Darío Fritz
En revista BiCentenario. El ayer y hoy de México, núm. 26.
La fantasía de lo nuevo, de estrenar, de tener lo que otros no pueden o no han podido alcanzar aún, subyace en el inconsciente aunque pasen los siglos. Nos regimos por las diferencias. A veces por imitación, otras por oposición y las menos por creatividad. Pero queremos llegar a lo mismo: tratar de ser distintos. Las diferencias se alimentan de cuanta riqueza podamos llegar a acumular. Material o intangible, muy al estilo consumista de estos tiempos, aunque decirlo pueda resultar una perogrullada. Riqueza en una pintura, en el reloj que adorna la muñeca, los libros de la biblioteca personal, el linaje familiar, el valor de unos muebles, las amistades que cultivamos, los lugares en que vacacionamos. En el pasado tuvo lo suyo también. Durante el Renacimiento era muy valioso contar con un cassone, un arcón decorado por los mejores artesanos para guardar la dote de la hija que aspiraba al mejor postor de la aristocracia. A mayor dote, mayores aspiraciones.

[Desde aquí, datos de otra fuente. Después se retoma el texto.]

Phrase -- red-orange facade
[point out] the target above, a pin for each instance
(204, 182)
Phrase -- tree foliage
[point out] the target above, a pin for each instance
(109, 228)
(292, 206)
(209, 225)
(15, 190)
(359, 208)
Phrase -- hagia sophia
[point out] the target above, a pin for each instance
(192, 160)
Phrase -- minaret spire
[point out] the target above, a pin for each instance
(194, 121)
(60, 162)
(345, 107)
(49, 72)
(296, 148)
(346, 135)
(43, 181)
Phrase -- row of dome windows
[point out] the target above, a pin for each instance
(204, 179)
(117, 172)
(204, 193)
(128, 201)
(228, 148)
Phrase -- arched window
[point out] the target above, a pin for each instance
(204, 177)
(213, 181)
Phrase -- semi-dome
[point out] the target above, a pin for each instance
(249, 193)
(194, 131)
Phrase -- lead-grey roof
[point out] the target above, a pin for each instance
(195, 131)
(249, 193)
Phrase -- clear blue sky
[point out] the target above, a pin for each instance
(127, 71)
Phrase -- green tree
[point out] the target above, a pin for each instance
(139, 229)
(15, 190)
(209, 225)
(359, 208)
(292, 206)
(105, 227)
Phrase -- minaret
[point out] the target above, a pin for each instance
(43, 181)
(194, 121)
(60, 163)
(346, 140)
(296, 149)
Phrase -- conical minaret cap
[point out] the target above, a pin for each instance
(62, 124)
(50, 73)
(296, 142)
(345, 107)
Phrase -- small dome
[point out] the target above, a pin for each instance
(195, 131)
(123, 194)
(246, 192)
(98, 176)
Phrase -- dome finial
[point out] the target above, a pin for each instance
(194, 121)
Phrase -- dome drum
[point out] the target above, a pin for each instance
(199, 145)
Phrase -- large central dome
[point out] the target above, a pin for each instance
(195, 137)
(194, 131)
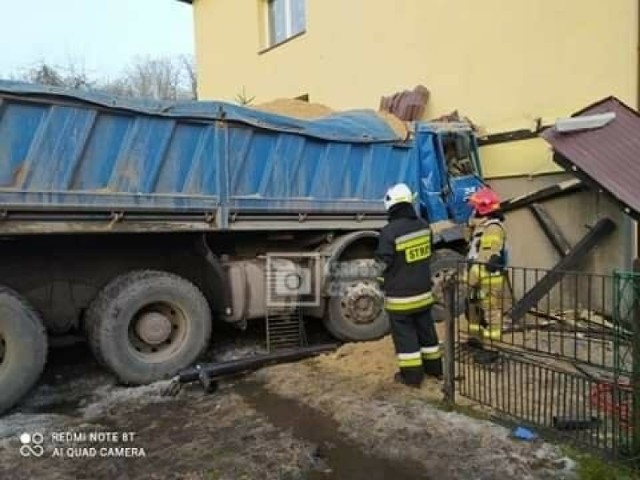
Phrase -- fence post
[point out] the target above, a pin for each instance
(449, 387)
(635, 349)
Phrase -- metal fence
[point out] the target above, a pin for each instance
(565, 364)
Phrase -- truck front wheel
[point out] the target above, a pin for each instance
(147, 325)
(356, 303)
(23, 348)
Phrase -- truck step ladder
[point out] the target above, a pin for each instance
(284, 323)
(285, 329)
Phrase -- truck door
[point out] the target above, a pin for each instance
(462, 172)
(432, 201)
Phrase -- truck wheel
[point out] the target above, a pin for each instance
(356, 305)
(444, 262)
(148, 325)
(23, 348)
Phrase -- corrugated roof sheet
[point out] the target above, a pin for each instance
(357, 126)
(407, 105)
(609, 156)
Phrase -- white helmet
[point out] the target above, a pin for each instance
(399, 193)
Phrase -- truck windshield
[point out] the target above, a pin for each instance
(457, 148)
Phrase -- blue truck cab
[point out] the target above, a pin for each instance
(449, 170)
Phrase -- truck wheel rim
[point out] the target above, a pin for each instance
(361, 303)
(157, 331)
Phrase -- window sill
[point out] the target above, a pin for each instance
(276, 45)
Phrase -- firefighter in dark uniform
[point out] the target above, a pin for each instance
(404, 248)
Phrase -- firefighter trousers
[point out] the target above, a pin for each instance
(416, 344)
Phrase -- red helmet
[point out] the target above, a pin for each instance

La riqueza se validaba también por el número de esclavos en una hacienda o la cantidad de caballos. El automóvil ha sido un imán de esas riquezas que primero llegó a manos de los más acaudalados y luego se popularizó. El sueño del auto propio ha seguido al de la casa propia. O viceversa. Pocos relatarían que recorrieron Europa o Estados Unidos en tren, o recordarían en qué tipo de avión durmieron toda una noche. Pero no dejarían de contar que su bisabuelo tenía un Ford T 1925 o que un tío alguna vez lo subió a un Torino 1970 como el que Clint Eastwood glorificó hace algunos años. El automóvil tiene ese no se qué de lo inexplicable que seduce a todos por igual. La versión misógina del auto con chicas platinadas y de piernas largas también atrapó a la mujer aunque a ellas no se los vendan con modelos George Clooney incorporados.
En los primeros años del siglo XX, la mayor parte de las calles de la ciudad de México se transitaban sobre el polvo. Comenzaban a transitar los Ford, Hupmobile, Oakland, Fiat, Reo, Oldsmobile o Stutz. En Tacubaya, el conductor de esta postal capitalina, y seguramente propietario del automóvil, sabe que está en un momento cumbre y que debe quedar re- gistrado. En esa calle ancha e infinita no tiene competencia, signo de ser único y original. Raro. Pocas máquinas como la suya recorrían en 1912 la colonia, aunque su estado, como se aprecia, no fuera ideal. Pero a algunos de sus acompañantes no les motiva la fotografía. Uno de ellos al que la bata camufla una barriga construida a base de buen diente, podría ser el mecánico o hasta el chofer. Pero no. Don Carlos Cozzi, quien representaba a la Fiat en la ciudad por entonces, está en lo suyo, la venta y la mecánica. Una mujer en el asiento trasero, fiel reflejo de la época, alcanza a asomar su cabeza para el fotógrafo. Pero quien se ve que se lleva la peor parte es el muchacho que se limpia el sudor. Acalorado, cansado, hastiado, se ve ajeno a todo. Seguramente pasó un buen rato dando vuelta a la manivela que ayudaba a encender el motor. Sabe que los carros son un lujo de otros. Quién podría imaginar que un siglo después, en calles como esa pulularían los autos… junto a franeleros y parquímetros.